Ensure that the following ports are open on the ESG:

  • 1112 (HTTP): for communication with the OVD Session Manager
  • 443 (HTTPS): for communication with an end user's browser
  • 3389 (RDP): for communication with an OVD Application Server

Installation

The following sections describe the installation of the ESG on each supported OS. Later chapters describe further configuration details.

Ubuntu LTS

Sudo

On an Ubuntu system, each command must be prefixed with sudo or you may login as root. To log in as root, enter the following command:

$ sudo -s

Configure the Repository

Ubuntu is a Debian-based system which uses the same packaging system and tools as Debian. Before starting the installation, add the Inuvika Debian repository to the ESG system.

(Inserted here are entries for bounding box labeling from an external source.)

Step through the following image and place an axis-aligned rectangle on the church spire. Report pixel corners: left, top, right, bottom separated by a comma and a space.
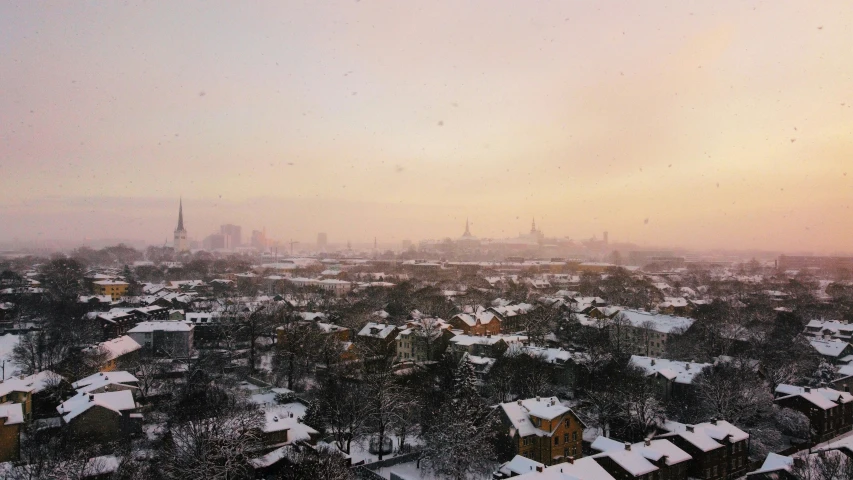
177, 197, 184, 230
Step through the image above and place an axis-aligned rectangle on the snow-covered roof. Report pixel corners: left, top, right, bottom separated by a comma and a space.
56, 390, 136, 422
512, 456, 615, 480
450, 334, 527, 347
591, 437, 658, 477
620, 310, 696, 333
0, 403, 24, 425
87, 335, 142, 361
358, 322, 397, 339
809, 338, 850, 357
776, 383, 853, 410
262, 402, 318, 443
747, 452, 794, 475
71, 370, 139, 394
592, 436, 693, 475
127, 321, 194, 333
631, 355, 711, 385
501, 397, 571, 437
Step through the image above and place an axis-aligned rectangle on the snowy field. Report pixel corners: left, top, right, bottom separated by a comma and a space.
0, 334, 20, 380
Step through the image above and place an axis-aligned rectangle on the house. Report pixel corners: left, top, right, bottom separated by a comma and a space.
809, 338, 853, 365
83, 335, 142, 372
127, 321, 195, 357
629, 355, 711, 399
746, 452, 797, 480
92, 280, 130, 301
71, 371, 139, 395
87, 308, 137, 340
450, 306, 501, 335
489, 303, 536, 332
803, 320, 853, 342
0, 377, 36, 420
449, 334, 527, 360
608, 310, 695, 357
591, 437, 693, 480
0, 403, 24, 462
395, 317, 454, 362
56, 390, 142, 442
775, 384, 853, 442
657, 420, 749, 480
493, 455, 616, 480
261, 402, 320, 448
355, 322, 399, 355
501, 397, 584, 465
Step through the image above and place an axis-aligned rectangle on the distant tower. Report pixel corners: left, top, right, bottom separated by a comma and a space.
174, 198, 190, 252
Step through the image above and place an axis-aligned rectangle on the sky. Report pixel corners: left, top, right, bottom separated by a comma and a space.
0, 0, 853, 253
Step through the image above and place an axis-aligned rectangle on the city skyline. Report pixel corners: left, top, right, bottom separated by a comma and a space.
0, 1, 853, 253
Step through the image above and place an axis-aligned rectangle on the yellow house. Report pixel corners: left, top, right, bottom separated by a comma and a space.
92, 280, 130, 301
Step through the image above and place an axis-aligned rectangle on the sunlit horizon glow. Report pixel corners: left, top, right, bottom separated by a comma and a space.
0, 0, 853, 253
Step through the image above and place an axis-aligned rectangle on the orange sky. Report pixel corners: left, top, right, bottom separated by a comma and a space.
0, 0, 853, 252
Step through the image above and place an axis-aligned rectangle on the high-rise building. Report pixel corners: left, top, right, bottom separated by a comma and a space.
219, 223, 243, 248
174, 199, 190, 252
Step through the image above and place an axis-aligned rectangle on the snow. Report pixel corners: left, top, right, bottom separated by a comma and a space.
621, 310, 696, 333
127, 321, 193, 333
663, 420, 749, 452
0, 333, 21, 380
747, 452, 794, 475
501, 397, 571, 437
71, 371, 139, 394
630, 355, 711, 385
776, 384, 853, 410
809, 338, 850, 357
0, 403, 24, 425
56, 390, 136, 423
358, 322, 397, 339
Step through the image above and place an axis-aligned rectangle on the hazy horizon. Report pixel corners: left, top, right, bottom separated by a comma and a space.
0, 0, 853, 253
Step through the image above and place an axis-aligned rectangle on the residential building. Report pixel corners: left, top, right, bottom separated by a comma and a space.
607, 310, 695, 357
501, 397, 584, 465
127, 321, 195, 357
450, 307, 501, 335
0, 403, 24, 462
657, 420, 749, 480
56, 390, 142, 443
630, 355, 711, 400
591, 437, 693, 480
173, 199, 190, 253
493, 455, 616, 480
775, 384, 853, 442
92, 280, 130, 302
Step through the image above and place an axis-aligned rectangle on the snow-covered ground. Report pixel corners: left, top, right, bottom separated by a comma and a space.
0, 334, 20, 380
350, 435, 421, 463
376, 461, 497, 480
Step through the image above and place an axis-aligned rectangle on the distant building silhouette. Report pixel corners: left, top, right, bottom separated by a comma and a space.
174, 199, 190, 252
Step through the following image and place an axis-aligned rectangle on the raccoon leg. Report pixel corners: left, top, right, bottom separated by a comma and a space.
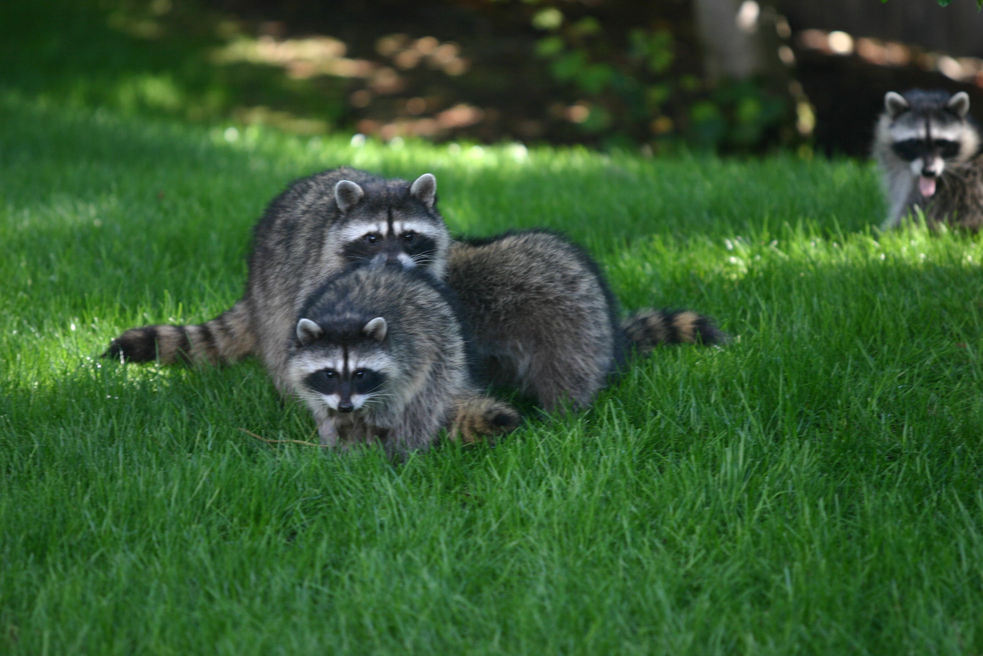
621, 310, 729, 355
101, 300, 256, 364
447, 394, 521, 444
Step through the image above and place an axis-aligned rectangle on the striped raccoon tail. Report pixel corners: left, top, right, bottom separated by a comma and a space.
447, 394, 522, 444
621, 310, 730, 355
102, 301, 256, 364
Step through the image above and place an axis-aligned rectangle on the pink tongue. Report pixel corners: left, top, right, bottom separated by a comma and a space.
918, 175, 935, 198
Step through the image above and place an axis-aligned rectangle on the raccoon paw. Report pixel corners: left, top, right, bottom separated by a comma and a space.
99, 326, 157, 362
449, 396, 522, 444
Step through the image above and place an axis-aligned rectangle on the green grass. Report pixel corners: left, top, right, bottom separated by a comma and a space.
0, 3, 983, 644
0, 94, 983, 654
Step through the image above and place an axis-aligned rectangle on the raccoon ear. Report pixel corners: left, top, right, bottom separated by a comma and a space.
362, 317, 388, 342
945, 91, 969, 118
884, 91, 909, 118
334, 180, 365, 212
410, 173, 437, 208
297, 319, 324, 346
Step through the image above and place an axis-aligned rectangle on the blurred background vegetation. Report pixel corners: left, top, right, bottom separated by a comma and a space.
0, 0, 983, 155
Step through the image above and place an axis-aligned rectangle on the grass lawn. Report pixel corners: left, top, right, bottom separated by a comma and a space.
0, 3, 983, 656
0, 94, 983, 654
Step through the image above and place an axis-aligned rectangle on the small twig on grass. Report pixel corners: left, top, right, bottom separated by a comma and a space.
239, 427, 327, 448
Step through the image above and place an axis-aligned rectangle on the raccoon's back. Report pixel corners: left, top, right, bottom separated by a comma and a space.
447, 230, 624, 408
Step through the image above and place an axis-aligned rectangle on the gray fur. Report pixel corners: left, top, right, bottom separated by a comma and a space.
447, 230, 725, 410
104, 168, 450, 390
872, 89, 983, 231
334, 180, 365, 213
285, 266, 518, 456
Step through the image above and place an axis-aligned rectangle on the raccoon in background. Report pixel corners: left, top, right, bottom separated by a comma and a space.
103, 168, 450, 391
284, 264, 519, 456
873, 89, 983, 231
447, 230, 726, 410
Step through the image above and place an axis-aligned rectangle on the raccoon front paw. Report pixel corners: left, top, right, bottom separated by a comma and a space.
449, 396, 522, 444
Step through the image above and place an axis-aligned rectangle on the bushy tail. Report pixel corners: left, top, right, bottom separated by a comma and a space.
621, 310, 730, 355
448, 394, 521, 444
102, 301, 256, 364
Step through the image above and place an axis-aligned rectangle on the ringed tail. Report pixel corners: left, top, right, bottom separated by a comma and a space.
447, 395, 521, 444
101, 300, 256, 364
621, 310, 730, 355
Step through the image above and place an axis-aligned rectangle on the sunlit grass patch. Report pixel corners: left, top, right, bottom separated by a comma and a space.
0, 94, 983, 654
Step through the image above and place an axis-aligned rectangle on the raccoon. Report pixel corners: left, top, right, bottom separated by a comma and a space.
447, 230, 726, 411
285, 264, 519, 456
872, 89, 983, 232
103, 168, 450, 390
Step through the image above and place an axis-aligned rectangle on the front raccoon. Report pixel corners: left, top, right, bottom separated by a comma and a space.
285, 265, 518, 455
103, 168, 449, 390
447, 230, 726, 410
873, 89, 983, 231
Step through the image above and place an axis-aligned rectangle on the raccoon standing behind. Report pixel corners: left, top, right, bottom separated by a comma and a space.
285, 264, 519, 456
103, 168, 450, 391
873, 89, 983, 231
447, 230, 726, 410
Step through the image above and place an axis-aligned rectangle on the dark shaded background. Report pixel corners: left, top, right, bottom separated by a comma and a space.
0, 0, 983, 155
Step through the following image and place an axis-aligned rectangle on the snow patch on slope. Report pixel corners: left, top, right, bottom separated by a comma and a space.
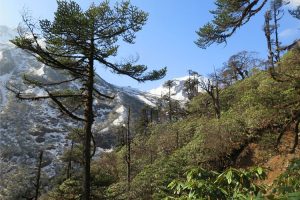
113, 105, 127, 126
136, 95, 155, 107
149, 76, 189, 101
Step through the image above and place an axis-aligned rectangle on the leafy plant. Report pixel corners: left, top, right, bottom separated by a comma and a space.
167, 167, 266, 199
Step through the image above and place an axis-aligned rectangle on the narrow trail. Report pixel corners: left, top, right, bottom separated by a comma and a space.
236, 131, 300, 186
261, 131, 300, 185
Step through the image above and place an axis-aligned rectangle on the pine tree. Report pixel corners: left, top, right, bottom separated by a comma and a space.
10, 1, 166, 200
163, 80, 175, 121
195, 0, 268, 49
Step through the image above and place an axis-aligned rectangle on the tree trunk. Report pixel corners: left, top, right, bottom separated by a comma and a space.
34, 151, 43, 200
67, 140, 74, 179
126, 107, 131, 196
169, 87, 172, 122
83, 59, 94, 200
290, 119, 300, 153
273, 3, 280, 62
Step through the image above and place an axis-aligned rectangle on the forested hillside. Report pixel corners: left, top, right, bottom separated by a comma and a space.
0, 0, 300, 200
37, 41, 300, 199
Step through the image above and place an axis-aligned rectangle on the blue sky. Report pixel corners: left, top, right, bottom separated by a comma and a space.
0, 0, 300, 90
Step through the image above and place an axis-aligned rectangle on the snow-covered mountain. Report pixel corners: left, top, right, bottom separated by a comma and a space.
149, 76, 189, 102
0, 26, 156, 178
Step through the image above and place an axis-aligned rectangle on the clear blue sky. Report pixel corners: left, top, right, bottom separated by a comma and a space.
0, 0, 300, 90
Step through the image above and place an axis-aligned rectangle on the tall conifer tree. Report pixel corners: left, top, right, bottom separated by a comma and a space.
10, 0, 166, 200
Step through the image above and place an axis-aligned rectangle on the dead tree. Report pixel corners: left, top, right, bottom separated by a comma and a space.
34, 150, 43, 200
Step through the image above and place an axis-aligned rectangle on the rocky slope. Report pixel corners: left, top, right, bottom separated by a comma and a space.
0, 26, 156, 178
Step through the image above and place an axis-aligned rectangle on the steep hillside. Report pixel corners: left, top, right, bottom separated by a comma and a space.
0, 26, 156, 180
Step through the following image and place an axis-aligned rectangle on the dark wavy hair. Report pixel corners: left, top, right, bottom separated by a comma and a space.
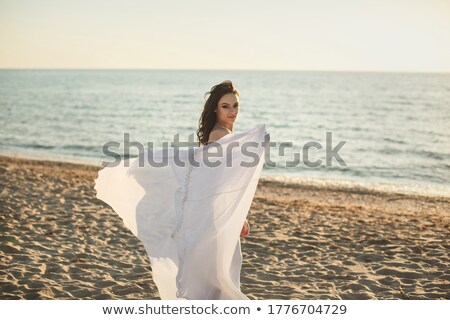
197, 80, 239, 146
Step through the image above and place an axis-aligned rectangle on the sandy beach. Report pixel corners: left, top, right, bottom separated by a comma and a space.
0, 156, 450, 300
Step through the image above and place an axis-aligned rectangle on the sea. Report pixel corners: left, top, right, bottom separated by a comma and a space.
0, 69, 450, 196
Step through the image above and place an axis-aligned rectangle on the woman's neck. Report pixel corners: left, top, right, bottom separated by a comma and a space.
216, 121, 233, 132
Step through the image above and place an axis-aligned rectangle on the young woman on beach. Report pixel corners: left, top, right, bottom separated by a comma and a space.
197, 80, 250, 237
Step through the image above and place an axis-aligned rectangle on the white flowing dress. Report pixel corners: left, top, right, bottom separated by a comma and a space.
95, 124, 270, 300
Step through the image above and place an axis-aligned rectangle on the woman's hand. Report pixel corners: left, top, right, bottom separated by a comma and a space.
241, 219, 250, 237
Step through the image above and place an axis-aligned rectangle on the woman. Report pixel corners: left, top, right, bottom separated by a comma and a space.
197, 80, 250, 237
95, 81, 270, 300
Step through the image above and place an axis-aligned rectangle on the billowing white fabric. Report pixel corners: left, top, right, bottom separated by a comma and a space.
95, 125, 270, 299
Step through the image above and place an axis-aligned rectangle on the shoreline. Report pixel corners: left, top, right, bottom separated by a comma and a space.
0, 156, 450, 300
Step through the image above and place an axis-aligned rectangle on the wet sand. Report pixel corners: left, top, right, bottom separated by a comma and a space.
0, 156, 450, 300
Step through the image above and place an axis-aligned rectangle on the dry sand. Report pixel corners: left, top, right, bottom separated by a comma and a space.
0, 156, 450, 299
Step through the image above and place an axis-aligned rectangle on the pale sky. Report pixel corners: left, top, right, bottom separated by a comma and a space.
0, 0, 450, 72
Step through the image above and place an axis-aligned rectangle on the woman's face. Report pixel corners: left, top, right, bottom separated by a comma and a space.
216, 93, 239, 127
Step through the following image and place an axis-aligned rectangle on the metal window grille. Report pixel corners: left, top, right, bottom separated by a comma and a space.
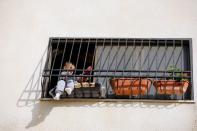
42, 38, 193, 100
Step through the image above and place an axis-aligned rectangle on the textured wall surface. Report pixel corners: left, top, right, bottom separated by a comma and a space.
0, 0, 197, 131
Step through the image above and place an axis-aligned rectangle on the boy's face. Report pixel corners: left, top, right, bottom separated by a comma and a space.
68, 71, 73, 75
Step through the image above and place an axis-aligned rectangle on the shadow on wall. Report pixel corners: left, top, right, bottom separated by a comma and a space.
16, 44, 182, 128
16, 46, 47, 107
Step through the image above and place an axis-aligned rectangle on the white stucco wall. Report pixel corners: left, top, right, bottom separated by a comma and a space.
0, 0, 197, 131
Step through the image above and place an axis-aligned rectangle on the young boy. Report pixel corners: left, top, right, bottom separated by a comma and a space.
49, 62, 75, 100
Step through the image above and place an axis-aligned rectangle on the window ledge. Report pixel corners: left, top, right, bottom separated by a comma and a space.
40, 98, 195, 104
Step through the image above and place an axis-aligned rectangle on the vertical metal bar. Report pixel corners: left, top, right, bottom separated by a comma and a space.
96, 39, 105, 75
90, 39, 97, 81
130, 39, 136, 96
58, 39, 67, 77
69, 38, 75, 62
122, 39, 128, 77
172, 40, 177, 95
181, 40, 185, 100
114, 39, 120, 75
188, 39, 194, 100
163, 40, 168, 98
49, 38, 60, 94
106, 39, 113, 98
75, 39, 82, 74
146, 39, 151, 98
83, 39, 90, 71
155, 40, 159, 97
41, 38, 52, 98
139, 40, 143, 99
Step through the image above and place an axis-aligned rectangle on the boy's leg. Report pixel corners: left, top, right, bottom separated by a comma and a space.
54, 80, 66, 100
65, 80, 74, 95
100, 86, 107, 98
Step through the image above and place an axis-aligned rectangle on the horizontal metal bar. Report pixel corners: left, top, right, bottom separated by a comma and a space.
42, 74, 191, 78
44, 69, 191, 73
40, 98, 195, 106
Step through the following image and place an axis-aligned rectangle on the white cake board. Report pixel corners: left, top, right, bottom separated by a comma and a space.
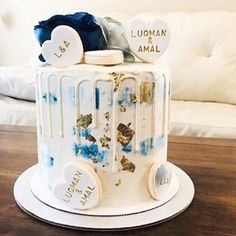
14, 164, 194, 230
30, 162, 179, 216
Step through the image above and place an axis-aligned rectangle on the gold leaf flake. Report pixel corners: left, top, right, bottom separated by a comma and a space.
76, 114, 92, 129
86, 135, 97, 143
100, 135, 111, 149
120, 105, 126, 112
120, 156, 135, 173
140, 82, 155, 104
115, 179, 121, 187
109, 72, 125, 92
104, 111, 110, 121
117, 123, 135, 147
129, 93, 137, 103
104, 123, 111, 133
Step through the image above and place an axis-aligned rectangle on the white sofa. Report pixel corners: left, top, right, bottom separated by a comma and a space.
0, 11, 236, 138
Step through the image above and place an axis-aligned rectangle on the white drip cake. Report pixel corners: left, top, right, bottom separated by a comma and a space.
36, 63, 171, 211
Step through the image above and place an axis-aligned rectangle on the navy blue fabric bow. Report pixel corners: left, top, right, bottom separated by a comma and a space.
34, 12, 107, 62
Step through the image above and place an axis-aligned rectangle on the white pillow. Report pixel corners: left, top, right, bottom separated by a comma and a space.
0, 66, 36, 101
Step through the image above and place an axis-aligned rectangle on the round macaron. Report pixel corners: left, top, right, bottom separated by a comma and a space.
84, 50, 124, 66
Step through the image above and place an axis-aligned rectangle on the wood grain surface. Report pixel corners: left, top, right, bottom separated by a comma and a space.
0, 125, 236, 236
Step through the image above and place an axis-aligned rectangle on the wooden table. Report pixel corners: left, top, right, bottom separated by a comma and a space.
0, 126, 236, 236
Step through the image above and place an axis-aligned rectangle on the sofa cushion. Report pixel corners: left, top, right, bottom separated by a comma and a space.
170, 101, 236, 139
0, 66, 36, 101
138, 11, 236, 104
0, 95, 36, 126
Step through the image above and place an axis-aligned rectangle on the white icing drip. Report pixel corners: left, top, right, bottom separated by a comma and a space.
47, 76, 52, 138
58, 76, 64, 137
162, 73, 169, 137
112, 83, 118, 173
35, 73, 42, 140
167, 81, 172, 133
37, 73, 45, 142
75, 81, 83, 144
135, 79, 141, 152
151, 75, 159, 148
91, 80, 97, 128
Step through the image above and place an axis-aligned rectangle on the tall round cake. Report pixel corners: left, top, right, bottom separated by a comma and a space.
36, 63, 171, 210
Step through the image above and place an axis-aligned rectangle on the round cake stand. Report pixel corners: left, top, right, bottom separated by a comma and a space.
14, 165, 194, 231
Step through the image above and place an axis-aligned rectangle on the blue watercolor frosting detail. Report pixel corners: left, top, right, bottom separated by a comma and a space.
42, 93, 57, 104
95, 88, 100, 110
139, 138, 153, 156
121, 143, 133, 153
73, 143, 79, 157
42, 155, 54, 167
72, 126, 76, 135
73, 143, 107, 163
80, 129, 91, 138
156, 135, 165, 148
40, 144, 54, 167
67, 86, 75, 105
117, 87, 134, 107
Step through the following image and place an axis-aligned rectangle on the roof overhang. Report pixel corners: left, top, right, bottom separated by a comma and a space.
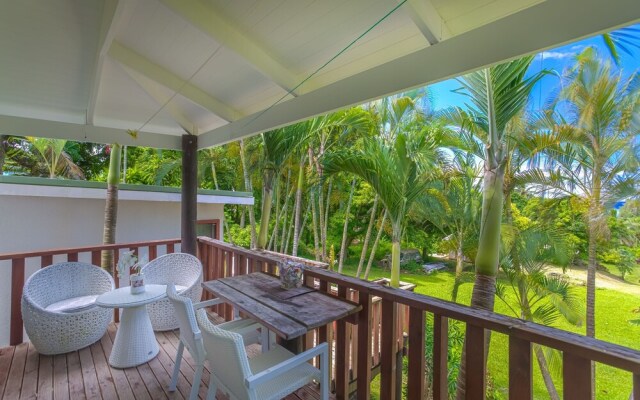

  • Create and edit the file /etc/apt/sources.list.d/ovd.list to add the following line:

    • For Ubuntu 16.04 LTS (Xenial Xerus):

      deb http://archive.inuvika.com/ovd/latest/ubuntu xenial main
    • For Ubuntu 14.04 LTS (Trusty Tahr):

      deb http://archive.inuvika.com/ovd/latest/ubuntu trusty main
  • Next add the keyring key to ensure the repository can be validated:

    # wget -O- "https://archive.inuvika.com/ovd/latest/keyring" | apt-key add -
  • Update the package database:

    # apt-get update

ESG Package Installation

  • Install the ESG package using the following command. Enter the host/IP address of the OVD Session Manager (OSM) when prompted:
    # apt-get install inuvika-ovd-slaveserver-role-gateway

The installation of the ESG is now complete. The installation process automatically starts the ovd-slaveserver service and the ESG server will appear in the Unregistered Servers page in the Administration Console. If the server is not listed but the installation was successful, then there may be a firewall issue.

RHEL and CentOS 7

Selinux

Inuvika OVD is not compatible with SELinux. If SELinux is installed and enabled on your system, perform the following steps to disable it.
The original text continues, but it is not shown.